Vibrotactile positional therapy for the treatment of positional obstructive sleep apnoea: a multicentre, randomised controlled trial

Background: New generation positional therapy devices provide vibrotactile feedback to patients with positional obstructive sleep apnoea (POSA), reducing supine sleep time and sleep apnoea severity.
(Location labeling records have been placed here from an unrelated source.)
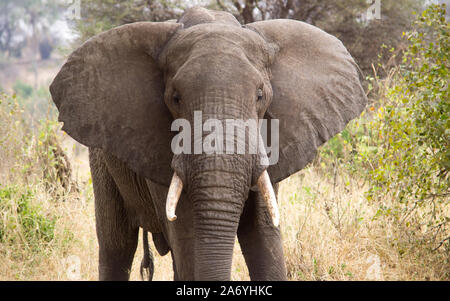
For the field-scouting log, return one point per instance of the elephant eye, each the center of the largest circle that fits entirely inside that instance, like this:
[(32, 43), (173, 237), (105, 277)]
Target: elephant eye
[(176, 98), (259, 94)]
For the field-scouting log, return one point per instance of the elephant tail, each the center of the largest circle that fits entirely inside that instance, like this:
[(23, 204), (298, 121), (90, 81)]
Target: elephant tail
[(147, 265)]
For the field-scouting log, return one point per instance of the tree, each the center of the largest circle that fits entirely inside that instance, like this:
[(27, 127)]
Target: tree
[(22, 22), (342, 18)]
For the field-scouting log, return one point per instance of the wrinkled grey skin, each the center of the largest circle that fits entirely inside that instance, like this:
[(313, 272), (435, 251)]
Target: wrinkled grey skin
[(119, 92)]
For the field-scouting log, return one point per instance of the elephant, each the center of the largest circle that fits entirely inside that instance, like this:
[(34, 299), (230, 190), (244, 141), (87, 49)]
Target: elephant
[(120, 92)]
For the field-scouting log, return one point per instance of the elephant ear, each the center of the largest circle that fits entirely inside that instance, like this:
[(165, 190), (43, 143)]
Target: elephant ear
[(109, 95), (316, 90)]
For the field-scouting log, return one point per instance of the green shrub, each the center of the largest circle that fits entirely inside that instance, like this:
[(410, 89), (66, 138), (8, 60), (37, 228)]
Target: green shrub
[(22, 220), (400, 146)]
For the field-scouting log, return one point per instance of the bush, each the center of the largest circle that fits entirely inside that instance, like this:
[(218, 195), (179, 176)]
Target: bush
[(400, 145), (22, 221)]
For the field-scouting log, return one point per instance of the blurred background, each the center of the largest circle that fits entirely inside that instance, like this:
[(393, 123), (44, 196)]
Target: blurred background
[(374, 204)]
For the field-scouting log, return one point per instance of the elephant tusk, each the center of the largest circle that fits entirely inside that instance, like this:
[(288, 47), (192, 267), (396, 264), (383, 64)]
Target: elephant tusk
[(176, 186), (266, 188)]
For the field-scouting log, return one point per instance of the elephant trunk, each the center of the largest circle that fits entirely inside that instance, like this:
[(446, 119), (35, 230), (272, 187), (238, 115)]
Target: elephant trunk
[(220, 187)]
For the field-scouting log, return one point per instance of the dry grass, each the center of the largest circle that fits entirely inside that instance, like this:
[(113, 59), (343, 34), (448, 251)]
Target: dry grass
[(328, 233), (328, 227)]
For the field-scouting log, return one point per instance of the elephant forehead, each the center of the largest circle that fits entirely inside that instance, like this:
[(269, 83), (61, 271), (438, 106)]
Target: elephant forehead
[(214, 39)]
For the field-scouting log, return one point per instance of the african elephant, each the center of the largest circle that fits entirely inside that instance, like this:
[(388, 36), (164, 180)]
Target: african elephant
[(121, 90)]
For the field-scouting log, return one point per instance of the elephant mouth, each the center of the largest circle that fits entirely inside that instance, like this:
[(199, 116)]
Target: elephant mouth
[(264, 185)]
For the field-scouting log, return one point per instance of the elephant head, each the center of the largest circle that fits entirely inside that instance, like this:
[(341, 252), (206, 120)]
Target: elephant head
[(121, 90)]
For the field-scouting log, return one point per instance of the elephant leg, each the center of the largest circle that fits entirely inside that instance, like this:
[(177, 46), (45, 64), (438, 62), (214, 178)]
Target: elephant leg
[(260, 241), (116, 236)]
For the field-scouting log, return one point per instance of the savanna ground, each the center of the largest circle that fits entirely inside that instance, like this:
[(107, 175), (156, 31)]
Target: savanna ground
[(374, 204)]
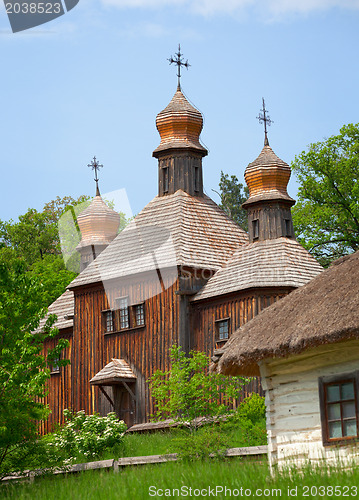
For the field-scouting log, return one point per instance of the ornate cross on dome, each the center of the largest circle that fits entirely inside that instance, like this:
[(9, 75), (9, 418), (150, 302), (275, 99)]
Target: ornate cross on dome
[(95, 165), (263, 117), (178, 59)]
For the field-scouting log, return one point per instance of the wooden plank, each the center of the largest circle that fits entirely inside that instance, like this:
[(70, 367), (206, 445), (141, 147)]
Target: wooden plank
[(150, 459), (247, 451)]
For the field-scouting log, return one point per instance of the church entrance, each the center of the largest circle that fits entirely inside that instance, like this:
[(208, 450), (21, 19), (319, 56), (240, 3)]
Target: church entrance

Longer-term effects on POSA severity, sleepiness and quality of life (QoL) are unclear. Methods: A randomised, parallel, double-blinded trial compared neck-worn positional therapy with sham-positional therapy over 3 months (ClinicalTrials.gov: NCT04153240).Adult patients with POSA (apnoea/hypopnoea index (AHI) >5 events/hour, 2:1 when supine vs non-supine) were randomised (1:1).The primary endpoint was AHI at 3 months, positional versus sham. Secondary analyses: interaction between the treatment effect and age; QoL, including Epworth Sleepiness Scale (ESS) and Pittsburgh Sleep Quality Index (PSQI). Results: Between October 2019 and August 2022, 120 patients with median baseline AHI of 12.8 events/hour (IQR 9.2–18.5) were randomised; 59 to positional therapy and 61 to sham; 92 (77%) completed the trial. Positional therapy significantly reduced the AHI by −4.41 events/hour (95% CI −7.77 to –1.06; p=0.011) compared with sham, a 34% improvement. There was a significant improvement in PSQI: −1.0 (95% CI −2.1 to 0.0; p=0.04), but not ESS: −0.6 (95% CI −1.8 to 0.6; p=0.3), with positional therapy compared with sham (baseline ESS 8.8). Similar results were seen in younger (18–64) and older (≥65) age groups. Patients’ bed partners reported improvements in snoring and sleep quality for the patient and themselves. Over half of participants using the active device opted to continue. Conclusion: Neck-worn positional therapy reduced the severity of OSA and improved sleep quality but not sleepiness, over 3 months. Bed partner’s reported improvements in snoring and sleep quality. Trial registration number: NCT04153240.